Combat boots and a T-shirt dress from H&M.
That’s what I wore to my first professional interview a decade ago.
A lot of thought went into this outfit choice. I didn't wear dresses often but common wisdom for interviews was that you had to look neat and put your best foot forward, so I pulled this casual blue number out from the back of my closet. Now, if I was going to wear a dress to look polished but not stay true to my authentic style, I had to do something to show off my edgy self. The answer? My combat boots.
baby kate in the blue dress + combat boot combo in question
I was thrilled to have gotten this interview in the first place. I had grown up an avid music fan, wasting away my youth wandering around the sticky floors of DC concert halls and waiting at the bar (black sharpie X's prominently displayed on the backs of my hands) to oh-so-casually bump into my musical idol at the time (MGMT, Tame Impala, The Vaccines, Vampire Weekend, Twin Peaks, Temples… many a "spontaneous" encounter). Now I was entering the east coast musical Mecca of the 9:30 Club to potentially work here?! Albeit just for the summer, I could not have been more excited.
I never debriefed with my old grassroots marketing supervisor what actually landed me that first gig. It was a group interview, me in a lineup of 11 other people, one of the 4 sessions they ran over the course of a few weekends. But in my mind, in a row with people looking stuffy in suits and masking their personality, my combat boots played a key role in landing me the offer.
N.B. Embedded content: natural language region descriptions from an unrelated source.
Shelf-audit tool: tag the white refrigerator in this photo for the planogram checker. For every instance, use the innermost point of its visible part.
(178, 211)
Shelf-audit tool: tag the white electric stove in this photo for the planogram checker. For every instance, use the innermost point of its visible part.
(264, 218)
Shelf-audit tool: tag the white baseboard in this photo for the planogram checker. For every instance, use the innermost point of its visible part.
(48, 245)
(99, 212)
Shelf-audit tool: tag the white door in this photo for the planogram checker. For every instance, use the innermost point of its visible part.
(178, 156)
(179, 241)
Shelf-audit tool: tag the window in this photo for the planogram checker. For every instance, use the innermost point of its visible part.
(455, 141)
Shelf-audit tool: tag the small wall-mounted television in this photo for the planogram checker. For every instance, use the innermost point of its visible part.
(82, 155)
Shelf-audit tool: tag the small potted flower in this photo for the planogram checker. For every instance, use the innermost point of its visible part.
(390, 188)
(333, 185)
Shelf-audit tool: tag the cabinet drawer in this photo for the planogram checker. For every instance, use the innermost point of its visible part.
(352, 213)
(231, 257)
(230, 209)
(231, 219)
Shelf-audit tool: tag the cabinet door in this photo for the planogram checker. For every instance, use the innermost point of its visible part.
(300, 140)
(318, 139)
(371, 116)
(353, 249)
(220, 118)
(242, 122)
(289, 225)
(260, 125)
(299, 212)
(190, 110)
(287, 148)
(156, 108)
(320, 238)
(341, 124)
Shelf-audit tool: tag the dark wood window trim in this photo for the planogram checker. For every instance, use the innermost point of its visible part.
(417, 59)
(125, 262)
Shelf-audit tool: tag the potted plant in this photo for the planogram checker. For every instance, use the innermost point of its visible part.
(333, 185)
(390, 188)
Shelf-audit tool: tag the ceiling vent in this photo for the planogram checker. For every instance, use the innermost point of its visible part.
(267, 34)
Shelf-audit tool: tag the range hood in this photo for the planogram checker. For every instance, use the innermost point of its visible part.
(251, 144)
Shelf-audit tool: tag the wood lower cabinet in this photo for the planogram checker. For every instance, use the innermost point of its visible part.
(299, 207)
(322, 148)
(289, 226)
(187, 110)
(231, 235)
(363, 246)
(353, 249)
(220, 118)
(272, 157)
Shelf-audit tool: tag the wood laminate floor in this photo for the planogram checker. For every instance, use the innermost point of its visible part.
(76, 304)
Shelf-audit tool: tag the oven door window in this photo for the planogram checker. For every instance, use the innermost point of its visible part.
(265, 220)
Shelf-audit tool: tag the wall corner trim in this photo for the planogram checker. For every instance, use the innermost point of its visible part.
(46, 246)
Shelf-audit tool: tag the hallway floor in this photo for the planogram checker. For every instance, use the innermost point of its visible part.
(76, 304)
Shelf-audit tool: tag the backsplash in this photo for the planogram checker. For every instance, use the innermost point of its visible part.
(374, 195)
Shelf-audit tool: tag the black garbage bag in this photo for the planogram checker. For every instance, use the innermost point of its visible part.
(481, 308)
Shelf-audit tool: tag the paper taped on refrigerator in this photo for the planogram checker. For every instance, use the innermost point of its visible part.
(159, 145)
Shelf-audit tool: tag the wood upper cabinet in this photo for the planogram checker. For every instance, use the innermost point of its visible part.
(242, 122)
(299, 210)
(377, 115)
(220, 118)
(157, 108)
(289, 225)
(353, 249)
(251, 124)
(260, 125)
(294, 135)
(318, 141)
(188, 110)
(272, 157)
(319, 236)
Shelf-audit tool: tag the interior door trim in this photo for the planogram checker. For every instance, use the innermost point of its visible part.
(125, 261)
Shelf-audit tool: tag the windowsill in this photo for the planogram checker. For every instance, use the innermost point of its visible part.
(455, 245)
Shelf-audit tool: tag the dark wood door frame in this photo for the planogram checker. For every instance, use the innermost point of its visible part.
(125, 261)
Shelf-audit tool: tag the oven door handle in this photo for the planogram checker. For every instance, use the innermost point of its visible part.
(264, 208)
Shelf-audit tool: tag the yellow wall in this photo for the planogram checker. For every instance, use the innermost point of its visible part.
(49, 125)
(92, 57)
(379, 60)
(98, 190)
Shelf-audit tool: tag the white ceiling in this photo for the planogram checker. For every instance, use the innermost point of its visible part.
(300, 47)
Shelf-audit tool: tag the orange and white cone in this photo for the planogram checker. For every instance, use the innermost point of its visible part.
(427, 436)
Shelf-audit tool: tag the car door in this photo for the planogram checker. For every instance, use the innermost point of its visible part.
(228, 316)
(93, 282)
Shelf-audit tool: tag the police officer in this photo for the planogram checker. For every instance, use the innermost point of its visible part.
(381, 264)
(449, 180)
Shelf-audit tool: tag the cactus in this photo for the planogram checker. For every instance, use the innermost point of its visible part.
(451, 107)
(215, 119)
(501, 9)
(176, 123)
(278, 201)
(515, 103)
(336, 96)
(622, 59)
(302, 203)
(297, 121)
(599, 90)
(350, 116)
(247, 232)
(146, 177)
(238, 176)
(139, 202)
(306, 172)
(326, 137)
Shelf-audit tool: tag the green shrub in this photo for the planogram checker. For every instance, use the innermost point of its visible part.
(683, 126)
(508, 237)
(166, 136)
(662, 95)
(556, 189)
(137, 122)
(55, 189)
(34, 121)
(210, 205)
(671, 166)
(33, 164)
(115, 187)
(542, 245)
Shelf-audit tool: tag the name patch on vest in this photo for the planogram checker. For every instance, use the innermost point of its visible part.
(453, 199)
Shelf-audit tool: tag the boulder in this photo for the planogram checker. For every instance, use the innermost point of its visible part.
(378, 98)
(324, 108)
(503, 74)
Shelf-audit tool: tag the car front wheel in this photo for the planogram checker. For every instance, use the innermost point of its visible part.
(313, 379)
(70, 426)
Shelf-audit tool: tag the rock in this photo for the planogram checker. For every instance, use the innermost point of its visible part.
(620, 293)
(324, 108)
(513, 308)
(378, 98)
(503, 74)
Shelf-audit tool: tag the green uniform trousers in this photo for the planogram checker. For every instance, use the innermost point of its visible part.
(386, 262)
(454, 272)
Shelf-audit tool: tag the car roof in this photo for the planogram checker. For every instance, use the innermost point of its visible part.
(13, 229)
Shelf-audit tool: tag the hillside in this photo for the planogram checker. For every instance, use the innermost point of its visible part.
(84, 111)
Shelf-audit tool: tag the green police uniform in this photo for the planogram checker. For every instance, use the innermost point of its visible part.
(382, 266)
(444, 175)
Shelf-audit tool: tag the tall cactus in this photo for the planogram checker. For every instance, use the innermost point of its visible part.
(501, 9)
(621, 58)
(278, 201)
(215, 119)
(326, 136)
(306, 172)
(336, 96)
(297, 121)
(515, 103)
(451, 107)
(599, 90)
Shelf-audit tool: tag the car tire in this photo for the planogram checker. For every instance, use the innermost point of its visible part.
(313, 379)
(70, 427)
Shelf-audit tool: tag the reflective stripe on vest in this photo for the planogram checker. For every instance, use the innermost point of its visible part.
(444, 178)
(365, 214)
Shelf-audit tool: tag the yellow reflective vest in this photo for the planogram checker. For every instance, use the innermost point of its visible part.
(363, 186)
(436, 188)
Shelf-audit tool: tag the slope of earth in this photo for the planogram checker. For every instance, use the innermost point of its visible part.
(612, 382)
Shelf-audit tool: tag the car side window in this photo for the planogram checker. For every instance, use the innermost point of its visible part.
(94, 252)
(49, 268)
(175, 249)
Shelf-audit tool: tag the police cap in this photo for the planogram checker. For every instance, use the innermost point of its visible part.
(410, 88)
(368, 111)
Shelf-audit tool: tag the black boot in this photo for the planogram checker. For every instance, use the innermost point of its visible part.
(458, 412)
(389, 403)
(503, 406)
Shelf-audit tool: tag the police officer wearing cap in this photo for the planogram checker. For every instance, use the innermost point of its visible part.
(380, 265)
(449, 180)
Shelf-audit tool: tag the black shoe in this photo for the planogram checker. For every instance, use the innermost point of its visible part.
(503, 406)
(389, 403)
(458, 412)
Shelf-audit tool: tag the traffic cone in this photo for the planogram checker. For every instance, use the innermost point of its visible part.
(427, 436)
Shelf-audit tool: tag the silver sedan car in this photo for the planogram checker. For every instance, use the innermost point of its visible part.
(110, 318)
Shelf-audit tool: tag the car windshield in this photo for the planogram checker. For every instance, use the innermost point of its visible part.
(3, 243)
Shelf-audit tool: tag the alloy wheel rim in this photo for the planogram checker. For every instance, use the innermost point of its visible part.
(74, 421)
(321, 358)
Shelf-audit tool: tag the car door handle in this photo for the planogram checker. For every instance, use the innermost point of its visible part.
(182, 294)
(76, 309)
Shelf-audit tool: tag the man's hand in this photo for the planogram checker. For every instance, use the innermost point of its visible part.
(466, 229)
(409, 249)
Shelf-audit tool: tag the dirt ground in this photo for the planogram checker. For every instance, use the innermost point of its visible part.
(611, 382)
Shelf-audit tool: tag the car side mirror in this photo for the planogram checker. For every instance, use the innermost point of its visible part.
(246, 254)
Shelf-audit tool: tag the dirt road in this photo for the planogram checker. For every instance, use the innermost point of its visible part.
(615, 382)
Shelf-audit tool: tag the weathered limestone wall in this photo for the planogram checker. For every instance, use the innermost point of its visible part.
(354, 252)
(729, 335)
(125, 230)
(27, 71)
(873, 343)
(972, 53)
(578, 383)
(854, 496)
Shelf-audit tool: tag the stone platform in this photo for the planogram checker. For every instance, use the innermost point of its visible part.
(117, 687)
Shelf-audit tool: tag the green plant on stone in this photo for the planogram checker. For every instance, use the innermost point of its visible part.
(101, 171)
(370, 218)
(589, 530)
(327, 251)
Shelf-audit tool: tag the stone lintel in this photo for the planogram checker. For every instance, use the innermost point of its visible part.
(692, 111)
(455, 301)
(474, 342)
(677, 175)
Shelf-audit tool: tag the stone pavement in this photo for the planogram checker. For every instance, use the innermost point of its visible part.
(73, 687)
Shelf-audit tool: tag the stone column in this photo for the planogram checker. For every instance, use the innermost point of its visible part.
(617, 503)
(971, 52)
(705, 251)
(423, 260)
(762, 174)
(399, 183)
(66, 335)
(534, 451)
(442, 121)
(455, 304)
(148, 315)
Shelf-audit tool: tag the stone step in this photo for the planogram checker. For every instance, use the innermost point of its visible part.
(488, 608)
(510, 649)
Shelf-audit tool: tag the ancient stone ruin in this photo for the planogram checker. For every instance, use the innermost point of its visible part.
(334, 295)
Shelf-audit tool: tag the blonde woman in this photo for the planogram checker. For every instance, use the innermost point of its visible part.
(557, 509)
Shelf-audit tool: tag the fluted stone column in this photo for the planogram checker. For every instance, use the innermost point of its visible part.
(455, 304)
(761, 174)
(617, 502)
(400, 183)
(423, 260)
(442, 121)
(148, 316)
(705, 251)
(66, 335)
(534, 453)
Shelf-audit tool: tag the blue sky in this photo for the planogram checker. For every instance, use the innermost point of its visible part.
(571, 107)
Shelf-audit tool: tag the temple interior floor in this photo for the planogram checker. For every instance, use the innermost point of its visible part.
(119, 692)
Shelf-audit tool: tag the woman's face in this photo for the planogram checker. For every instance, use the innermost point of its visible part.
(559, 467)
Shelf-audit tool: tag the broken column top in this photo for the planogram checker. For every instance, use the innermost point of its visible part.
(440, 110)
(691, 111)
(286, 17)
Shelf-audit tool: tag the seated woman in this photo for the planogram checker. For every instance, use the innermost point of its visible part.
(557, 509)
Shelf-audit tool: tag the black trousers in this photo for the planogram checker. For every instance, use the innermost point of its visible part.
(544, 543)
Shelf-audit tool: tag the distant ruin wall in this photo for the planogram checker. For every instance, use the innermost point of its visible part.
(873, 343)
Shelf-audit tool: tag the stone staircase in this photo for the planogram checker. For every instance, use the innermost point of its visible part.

That or maybe my answer to the interview question "If you only had 5 words to say to Kanye West, what would you tell him?"
A few weeks ago I was back in the 9:30 Club, watching my friend's boyfriend's band perform upbeat pop-funk-soul fusion hits. Looking around the venue, I found myself reflecting on where the last ten years had brought me.

returning to my old haunt
I've lived many lives in the last decade. When I toured the BBC Headquarters while working in London, I never could have imagined that 8 years later I'd be doing Live TV and Radio interviews with the acclaimed British broadcaster. “The Ethics of Entertainment Media” was my favorite class in college, the one that challenged my mind like no other. Little did I know I'd spend my late twenties building an online brand around the same questions I wrestled with for my degree. I moved to California to work on film sets of all things… and by some detour I found myself in the tech industry. And the blog I regularly contributed to for the 9:30 Club? A decade later, I'm writing a weekly newsletter for my own wonderful community of nearly 800 folks who are curiously minded and like to challenge the status quo.
I sometimes take all of this for granted, until someone a few steps behind me on their journey asks how I got there. Yesterday I sat across from my football teammate at Tryst, an Adams Morgan institution, sipping a beer during what was intended to be a "coffee chat" — our defeat on the field earlier in the day had been hard-felt. Or maybe it was just the heat. A couple of us have been playing together since last September now, and we slowly have moved past the phase of sheepishly asking for each other's names again and small talk about where we're from to now being decent friends (aided by a few boozy nights out, as tends to give the assist).

we’re still in the running to make playoffs!
He's figuring out his next career steps. Do I quit my job to build this product I've been tinkering on? Do I move to New York City or San Francisco to gain more exposure to people in the field? He's impressed by the amount of risks I've taken (and, as I interject to remind everyone I have these conversations with, the sheer amount of luck I've had). That said, the luck has consistently arisen from the risk.
I was recently exposed to a name for this concept, which I always find funny when I come to something intuitively only to discover someone else packaged it up in a "framework" and now uses it to sell books.
The Surface Area of Luck, or your chance of being lucky, is equivalent to the action you take towards your passion, multiplied by the number of people you effectively communicate your passion and activities to.
Put simply: Luck = (Passionate) Doing x (Effective) Telling.
Somehow, I'd been doing this all along in little ways. I never engineered my luck on purpose, but I have always felt called to follow my curiosity or passion of the moment and do the thing while always being my true self. The "Telling" part was never strategic… I just love to share what I'm excited about!
As I sit here typing this week’s edition from my favorite neighborhood coffee shop, warding off a small sparrow eyeing the crumbs left by the patron before me, I realize I am in fact wearing Doc Martens. Sandals, not boots — it's a high of 90 degrees and I'm not that much of a masochist. But it's that same inclination — to refuse to show up as anyone but myself.
I told my teammate yesterday (the mentee, though I'll admit I spent half our outing wondering if it was a date, the classic conundrum I face given I'm only attracted to professionally ambitious and creative people), whatever path you take will only feel fulfilling if you can be authentically yourself throughout the process. I don't have answers to his every question, and Lord knows I’m figuring out my own. But that part? That part I'm sure of.